I agree that they dragged on a bit but enjoyed the opening number and some of the speeches. I was surprised at how intense Slumdog Millionaire was but it was still very worthwhile.

Esther said...

I forgot to mention, the kids from Slumdog on stage at the end were awfully cute! I'm sure I'll see it from the comfort of my living room couch. But just from some of the descriptions I've read, I think it's too intense for me to see on the big screen. I'm a wimp!

Steve On Broadway (SOB) said...

I'm so thrilled that "Slumdog Millionaire" won Best Picture. As difficult as its subject matter was to watch at times, its truth made it my favorite film of the past year.

While I love to watch the Oscars, my theatregoing habits got in the way last evening so I only caught the last hour and a half. Thanks for the recap!

Esther said...

You're welcome, SOB. Sorry to hear about your computer crash.

I definitely will catch up with Slumdog on dvd. If you want a much fuller Oscar recap, you should check out Vance at Tapeworthy. He live-blogged the whole thing and I added some comments along the way. And I'm pretty sure you can find the opening number and musicals tribute once you get online again!

Vance said...

Even the Wrestler, there's one huge scene with staples you'll want to avoid watching but it's a GREAT film and VERY moving. And yah. it's totally worth it for Slumdog. Such a joyous film (at least overall when you think back about it).

And Reader is probably less intense than you think. (which is probably why some don't like it. cause it's quite a glossy film).

Margo said...

Only saw the last 4 awards presented but loved Sean Penn's speech. Sorry I missed Black's speech, but it is nice to know that Harvey Milk's message is still out there. That movie made such an impact on me. I need to get Harvey Milk: the Mayor of Castro Street.

Esther said...

Oh Vance, I'm afraid The Wrestler simply is not for me! I'm wavering on The Reader, though.

Esther said...

Hey Margo,
The documentary "The Times of Harvey Milk" is great, too. It was on hulu for free about a month ago.

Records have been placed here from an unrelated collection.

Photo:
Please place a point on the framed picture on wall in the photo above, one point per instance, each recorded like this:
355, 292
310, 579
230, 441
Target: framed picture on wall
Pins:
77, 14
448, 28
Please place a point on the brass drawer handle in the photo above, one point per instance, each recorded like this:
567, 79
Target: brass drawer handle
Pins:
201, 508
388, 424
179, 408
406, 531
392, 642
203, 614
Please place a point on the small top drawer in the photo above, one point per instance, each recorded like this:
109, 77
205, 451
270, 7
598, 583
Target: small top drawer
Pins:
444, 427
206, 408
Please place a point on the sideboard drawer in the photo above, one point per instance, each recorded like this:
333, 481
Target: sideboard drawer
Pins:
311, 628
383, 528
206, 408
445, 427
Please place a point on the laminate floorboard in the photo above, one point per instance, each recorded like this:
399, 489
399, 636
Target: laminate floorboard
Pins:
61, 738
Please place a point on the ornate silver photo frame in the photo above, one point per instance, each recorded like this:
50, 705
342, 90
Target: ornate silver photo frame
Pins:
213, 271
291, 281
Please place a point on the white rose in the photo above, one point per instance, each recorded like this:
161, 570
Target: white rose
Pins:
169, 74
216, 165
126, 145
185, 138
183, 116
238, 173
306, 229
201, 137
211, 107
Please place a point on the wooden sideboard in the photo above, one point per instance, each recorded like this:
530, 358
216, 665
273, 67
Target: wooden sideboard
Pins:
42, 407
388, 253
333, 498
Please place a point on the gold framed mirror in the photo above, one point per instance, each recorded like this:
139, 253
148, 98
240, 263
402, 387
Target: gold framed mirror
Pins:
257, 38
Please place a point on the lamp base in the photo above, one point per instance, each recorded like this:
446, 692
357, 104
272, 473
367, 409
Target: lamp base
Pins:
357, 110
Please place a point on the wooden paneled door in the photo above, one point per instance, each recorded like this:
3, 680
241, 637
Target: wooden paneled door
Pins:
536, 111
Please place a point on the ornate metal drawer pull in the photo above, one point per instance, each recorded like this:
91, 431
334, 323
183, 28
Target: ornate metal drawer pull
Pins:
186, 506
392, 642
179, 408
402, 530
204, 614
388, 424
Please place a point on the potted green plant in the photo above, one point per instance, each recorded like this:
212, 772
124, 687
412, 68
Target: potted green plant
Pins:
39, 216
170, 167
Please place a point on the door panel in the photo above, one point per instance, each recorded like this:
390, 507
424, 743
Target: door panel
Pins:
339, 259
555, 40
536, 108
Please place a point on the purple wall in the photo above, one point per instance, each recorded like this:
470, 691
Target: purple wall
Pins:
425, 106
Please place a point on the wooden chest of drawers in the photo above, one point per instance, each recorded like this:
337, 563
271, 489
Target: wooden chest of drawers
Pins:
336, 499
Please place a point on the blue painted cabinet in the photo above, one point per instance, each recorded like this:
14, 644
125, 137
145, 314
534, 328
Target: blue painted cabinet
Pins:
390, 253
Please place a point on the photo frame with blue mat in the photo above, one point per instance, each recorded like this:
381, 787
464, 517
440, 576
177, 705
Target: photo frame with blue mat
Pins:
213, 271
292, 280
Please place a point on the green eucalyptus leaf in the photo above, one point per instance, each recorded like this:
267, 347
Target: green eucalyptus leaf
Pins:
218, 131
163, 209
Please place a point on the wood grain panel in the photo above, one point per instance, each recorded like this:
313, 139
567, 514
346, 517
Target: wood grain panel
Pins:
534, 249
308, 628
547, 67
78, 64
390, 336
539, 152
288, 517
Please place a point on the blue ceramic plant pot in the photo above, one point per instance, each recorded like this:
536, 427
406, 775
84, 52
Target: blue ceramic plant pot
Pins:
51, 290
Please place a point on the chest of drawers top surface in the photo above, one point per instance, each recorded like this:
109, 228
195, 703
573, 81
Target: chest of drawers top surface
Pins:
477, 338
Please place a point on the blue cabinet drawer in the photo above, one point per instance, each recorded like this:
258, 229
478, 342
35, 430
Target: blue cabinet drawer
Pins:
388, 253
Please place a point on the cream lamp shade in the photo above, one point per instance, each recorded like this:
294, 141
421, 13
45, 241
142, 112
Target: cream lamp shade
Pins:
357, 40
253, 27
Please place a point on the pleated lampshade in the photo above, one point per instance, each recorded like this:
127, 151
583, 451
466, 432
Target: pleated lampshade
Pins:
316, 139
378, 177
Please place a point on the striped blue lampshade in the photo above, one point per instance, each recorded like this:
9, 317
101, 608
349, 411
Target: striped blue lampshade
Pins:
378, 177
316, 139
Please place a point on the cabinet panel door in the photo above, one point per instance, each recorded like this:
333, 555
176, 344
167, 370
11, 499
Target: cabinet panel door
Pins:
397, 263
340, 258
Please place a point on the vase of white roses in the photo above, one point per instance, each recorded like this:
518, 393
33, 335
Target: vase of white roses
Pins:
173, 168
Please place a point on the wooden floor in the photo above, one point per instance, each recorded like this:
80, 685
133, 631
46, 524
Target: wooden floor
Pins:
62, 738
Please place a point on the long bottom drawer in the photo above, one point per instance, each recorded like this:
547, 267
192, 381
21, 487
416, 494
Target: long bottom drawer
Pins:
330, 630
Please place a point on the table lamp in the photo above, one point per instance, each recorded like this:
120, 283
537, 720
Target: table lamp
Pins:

I don't know if it's still there. I think what I appreciated about Penn and Black and Winslet is that their speeches were personal. It was more than just thanking their agent and a whole laundry list of people whose names mean nothing to me. You're out there in front of millions of people watching on tv, use the time for good.

Steve On Broadway (SOB) said...

Esther, You need to see "Slumdog Millionaire" on the big screen. It's that powerful.